The mass firing of blue-collar workers was part of the "Road Ahead" cutback plan prepared for HHC by the Deloitte consulting firm for $4 million. The judge rejected the plan as "arbitrary and capricious" and wrote that it "failed to employ a sound methodology" and did not properly analyze the impact of the layoffs on maintaining safe and sanitary conditions at New York City public hospitals.
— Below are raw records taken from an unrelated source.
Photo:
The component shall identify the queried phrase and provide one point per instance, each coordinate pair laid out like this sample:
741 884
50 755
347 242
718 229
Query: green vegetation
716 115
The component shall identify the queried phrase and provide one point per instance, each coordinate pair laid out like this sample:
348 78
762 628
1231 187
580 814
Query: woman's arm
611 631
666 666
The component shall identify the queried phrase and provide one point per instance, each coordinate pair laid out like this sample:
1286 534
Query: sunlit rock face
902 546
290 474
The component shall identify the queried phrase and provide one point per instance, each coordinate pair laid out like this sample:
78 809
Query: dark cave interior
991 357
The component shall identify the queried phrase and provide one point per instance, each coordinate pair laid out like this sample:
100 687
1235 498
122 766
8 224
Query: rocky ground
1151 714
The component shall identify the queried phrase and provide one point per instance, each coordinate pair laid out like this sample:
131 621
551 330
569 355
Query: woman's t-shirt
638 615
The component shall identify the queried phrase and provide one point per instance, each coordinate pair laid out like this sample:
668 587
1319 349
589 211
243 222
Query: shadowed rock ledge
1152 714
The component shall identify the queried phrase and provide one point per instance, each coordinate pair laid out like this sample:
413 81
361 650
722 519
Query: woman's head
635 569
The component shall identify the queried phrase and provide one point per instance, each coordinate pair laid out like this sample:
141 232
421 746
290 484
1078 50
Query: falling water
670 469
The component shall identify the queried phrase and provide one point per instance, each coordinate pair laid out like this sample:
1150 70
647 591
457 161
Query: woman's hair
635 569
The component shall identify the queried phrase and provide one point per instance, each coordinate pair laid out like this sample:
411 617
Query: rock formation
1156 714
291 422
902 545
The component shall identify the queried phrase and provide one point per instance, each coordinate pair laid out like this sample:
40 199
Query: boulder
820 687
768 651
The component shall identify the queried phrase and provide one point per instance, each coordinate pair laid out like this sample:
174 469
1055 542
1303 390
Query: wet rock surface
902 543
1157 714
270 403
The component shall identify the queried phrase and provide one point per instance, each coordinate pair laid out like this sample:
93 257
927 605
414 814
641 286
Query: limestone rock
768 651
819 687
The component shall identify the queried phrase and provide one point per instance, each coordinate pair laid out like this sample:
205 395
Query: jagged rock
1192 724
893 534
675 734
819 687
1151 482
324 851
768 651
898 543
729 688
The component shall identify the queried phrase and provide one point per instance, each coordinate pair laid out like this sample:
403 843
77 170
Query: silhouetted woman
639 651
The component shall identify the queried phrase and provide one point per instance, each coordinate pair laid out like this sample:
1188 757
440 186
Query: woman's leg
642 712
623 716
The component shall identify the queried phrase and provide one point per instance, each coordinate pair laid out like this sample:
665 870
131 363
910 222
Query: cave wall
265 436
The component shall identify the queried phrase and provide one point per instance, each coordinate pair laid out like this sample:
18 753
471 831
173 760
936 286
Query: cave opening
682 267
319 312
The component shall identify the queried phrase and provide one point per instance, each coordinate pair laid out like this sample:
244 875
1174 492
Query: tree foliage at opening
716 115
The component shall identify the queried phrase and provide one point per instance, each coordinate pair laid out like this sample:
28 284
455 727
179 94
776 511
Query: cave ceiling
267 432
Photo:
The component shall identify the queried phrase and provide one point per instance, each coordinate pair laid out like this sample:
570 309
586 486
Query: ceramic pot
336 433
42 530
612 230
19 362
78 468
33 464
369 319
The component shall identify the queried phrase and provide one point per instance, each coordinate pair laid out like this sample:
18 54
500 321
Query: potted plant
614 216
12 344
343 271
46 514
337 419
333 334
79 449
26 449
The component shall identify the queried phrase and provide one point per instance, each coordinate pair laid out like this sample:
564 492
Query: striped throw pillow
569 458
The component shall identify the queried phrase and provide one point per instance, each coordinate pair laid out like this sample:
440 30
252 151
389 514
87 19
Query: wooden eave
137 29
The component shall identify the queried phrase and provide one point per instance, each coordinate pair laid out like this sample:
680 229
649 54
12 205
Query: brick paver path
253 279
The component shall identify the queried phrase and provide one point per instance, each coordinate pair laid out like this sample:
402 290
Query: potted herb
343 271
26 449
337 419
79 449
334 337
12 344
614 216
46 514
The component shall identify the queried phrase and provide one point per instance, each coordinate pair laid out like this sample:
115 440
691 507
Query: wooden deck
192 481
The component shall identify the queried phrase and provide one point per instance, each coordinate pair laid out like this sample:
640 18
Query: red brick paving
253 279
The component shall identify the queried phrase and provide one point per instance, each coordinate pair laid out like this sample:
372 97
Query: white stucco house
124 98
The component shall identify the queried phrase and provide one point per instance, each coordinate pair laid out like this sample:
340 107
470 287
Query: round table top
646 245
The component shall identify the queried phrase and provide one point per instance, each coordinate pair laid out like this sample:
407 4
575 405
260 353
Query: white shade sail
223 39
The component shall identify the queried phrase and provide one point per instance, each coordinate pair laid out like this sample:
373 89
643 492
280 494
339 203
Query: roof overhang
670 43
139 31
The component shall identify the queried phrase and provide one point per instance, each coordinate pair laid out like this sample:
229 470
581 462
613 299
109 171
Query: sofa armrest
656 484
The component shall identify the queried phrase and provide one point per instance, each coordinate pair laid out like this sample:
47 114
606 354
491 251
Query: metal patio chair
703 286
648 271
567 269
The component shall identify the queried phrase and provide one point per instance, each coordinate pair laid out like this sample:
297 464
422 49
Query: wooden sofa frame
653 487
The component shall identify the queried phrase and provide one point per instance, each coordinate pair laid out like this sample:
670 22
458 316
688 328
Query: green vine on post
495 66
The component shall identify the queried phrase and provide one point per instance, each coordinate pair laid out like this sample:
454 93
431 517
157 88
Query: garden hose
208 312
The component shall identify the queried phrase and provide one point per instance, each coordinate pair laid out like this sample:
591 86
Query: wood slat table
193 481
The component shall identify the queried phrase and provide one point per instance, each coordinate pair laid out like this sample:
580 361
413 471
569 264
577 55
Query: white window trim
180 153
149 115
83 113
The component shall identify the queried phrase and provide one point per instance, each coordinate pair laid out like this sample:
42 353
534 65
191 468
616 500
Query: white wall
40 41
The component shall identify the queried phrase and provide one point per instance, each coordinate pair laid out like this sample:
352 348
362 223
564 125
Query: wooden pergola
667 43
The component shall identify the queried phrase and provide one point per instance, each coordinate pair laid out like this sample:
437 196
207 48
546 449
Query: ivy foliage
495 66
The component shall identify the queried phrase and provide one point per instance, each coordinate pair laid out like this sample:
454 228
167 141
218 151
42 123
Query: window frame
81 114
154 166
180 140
"We are grateful the judge granted an injunction against the layoffs," said DC 37 Executive Director Lillian Roberts. "Our interests go beyond protecting members' jobs. The strength of this case rests with our desire as public workers to protect the health and safety of all New Yorkers - patients, staff and those who rely on city hospitals for care."

"The Deloitte study was really a numbers game," said DC 37 attorney Steve Sykes. "HHC never presented in court any actual analyses of workflow or how these layoffs would affect patient care and safety."

HHC's decision-making process was replete with "numerous and profound flaws," the judge wrote, and she ordered the corporation to re-evaluate its plan.

DC 37 witnesses included hospital management experts and Local 924 Laborers Victor Maduro and George Caironi. The Laborers explained that HHC trains them to protect safety for patients, visitors and staff as they assist skilled trades employees in complying with fire, smoke and infection control standards.

"Staff reductions would leave much of the maintenance work undone," and would compromise the hospital's ability to meet state standards, Caironi said.

Safety jeopardized

HHC failed to include the unions to evaluate who would maintain the safety standards and handle snow removal and electrical and other crises after the layoffs, used no real guidelines to understand the work and time needed to complete vital tasks or maintain health and safety, the judge concluded. In fact, she said, "HHC had no rational reason" for the layoffs.

"We stopped the layoffs and the judge ruled that HHC must maintain safe conditions at their facilities," said Laborers Local 924 President Kyle Simmons. "Our coalition of labor unions beat back the city's attempt to replace our members with subpar services that would have jeopardized public health and safety.

We count this as a victory for all New Yorkers."